First the crust. I took one stick of butter out of the fridge and toasted the almonds. I also ground the almonds into a powder.
1 stick unsalted butter
1/2 large egg
2 tablespoon confectioner's sugar
1 cup all purpose flour
1/2 cup almond flour (or freshly toasted and ground almond powder)
What to do?
Beat together butter and sugar until well combined then add egg. Mix flours separately, then add them to the mix and combined. Wrap dough in plastic wrap and refrigerate overnight or for at least 4 hours.
Butter your tart pan well before working the dough into the pan. Set aside and work on the filling.
Brown Sugar or honey
Pinch of salt
What to do?
Peel apples and cut them into round pieces (so they look like round sheets), cut down to the core on all sides (save the core for later use). Toss the apples in lemon juice, add cinnamon, nutmeg and sweetener gently combine.
Put aside. In a small sauce pan, put your apple cores plus any pieces of apples you might have left over, add a splash of water, and sweetener and heat well together. In a small cup, put about 1 tablespoon corn starch add 2 tablespoons of water and mix together well. When your apple core are boiling add the liquid cornstarch and gently mix together, this will form into a sauce.
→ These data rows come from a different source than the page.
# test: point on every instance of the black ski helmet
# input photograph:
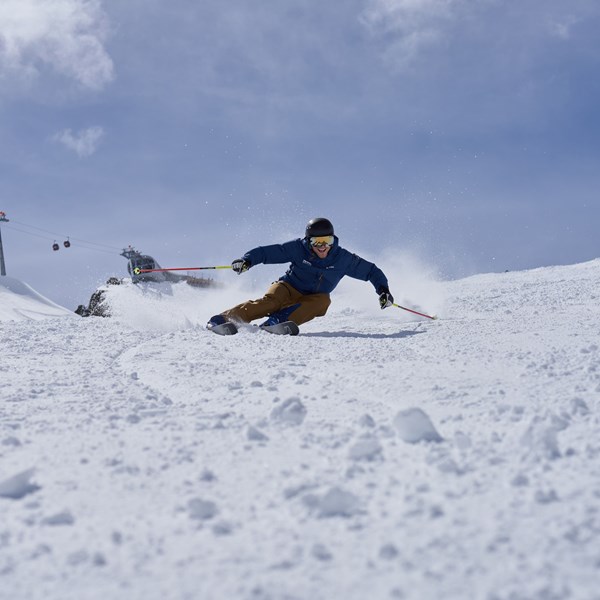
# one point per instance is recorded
(318, 227)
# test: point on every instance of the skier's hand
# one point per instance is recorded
(385, 298)
(239, 265)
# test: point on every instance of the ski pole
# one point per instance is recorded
(137, 270)
(415, 312)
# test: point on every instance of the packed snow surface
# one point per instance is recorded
(19, 302)
(375, 456)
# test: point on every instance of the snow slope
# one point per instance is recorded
(18, 301)
(143, 457)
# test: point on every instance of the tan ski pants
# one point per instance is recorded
(279, 296)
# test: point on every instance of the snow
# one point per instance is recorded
(18, 301)
(376, 455)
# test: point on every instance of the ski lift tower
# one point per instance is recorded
(3, 219)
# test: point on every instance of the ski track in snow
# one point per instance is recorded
(140, 463)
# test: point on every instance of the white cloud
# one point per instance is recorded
(410, 26)
(83, 143)
(67, 35)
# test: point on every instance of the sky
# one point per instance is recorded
(465, 133)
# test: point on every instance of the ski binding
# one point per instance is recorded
(227, 328)
(285, 328)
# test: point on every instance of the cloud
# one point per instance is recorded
(84, 143)
(409, 26)
(66, 35)
(408, 29)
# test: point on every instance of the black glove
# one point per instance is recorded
(385, 298)
(239, 265)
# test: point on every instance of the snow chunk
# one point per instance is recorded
(290, 412)
(335, 503)
(414, 426)
(202, 509)
(365, 449)
(541, 439)
(256, 435)
(62, 518)
(18, 486)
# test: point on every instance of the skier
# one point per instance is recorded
(318, 264)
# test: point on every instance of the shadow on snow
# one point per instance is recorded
(373, 336)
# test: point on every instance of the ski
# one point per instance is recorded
(285, 328)
(226, 328)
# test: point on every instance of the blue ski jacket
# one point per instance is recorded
(310, 274)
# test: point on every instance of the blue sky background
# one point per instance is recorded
(466, 132)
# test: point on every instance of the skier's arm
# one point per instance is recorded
(368, 271)
(271, 255)
(360, 268)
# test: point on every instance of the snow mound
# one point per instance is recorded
(20, 302)
(415, 426)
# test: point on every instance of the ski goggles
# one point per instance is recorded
(322, 241)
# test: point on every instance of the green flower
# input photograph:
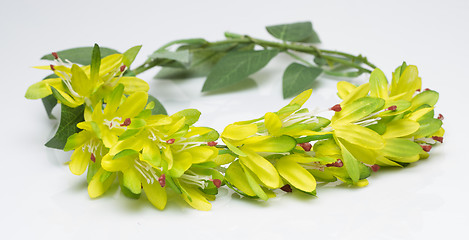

Take this sauce and blend it, this is your apple sauce (aka apple binding).
First, place the apple sauce on the uncooked tart crust, then begin piling your apples on the tart crust, every time you add a layer of apples, add apple sauce to that layer. Bake at 350 degrees for 40 minutes. In the last five minutes, I added (freshly toasted) walnuts to the tart and continued baking (the walnuts should be added at the very end, otherwise they will burn).
This tastes so good I can't even begin to describe it. The best part is that it is both nutty and apple-y and made from pure goodness!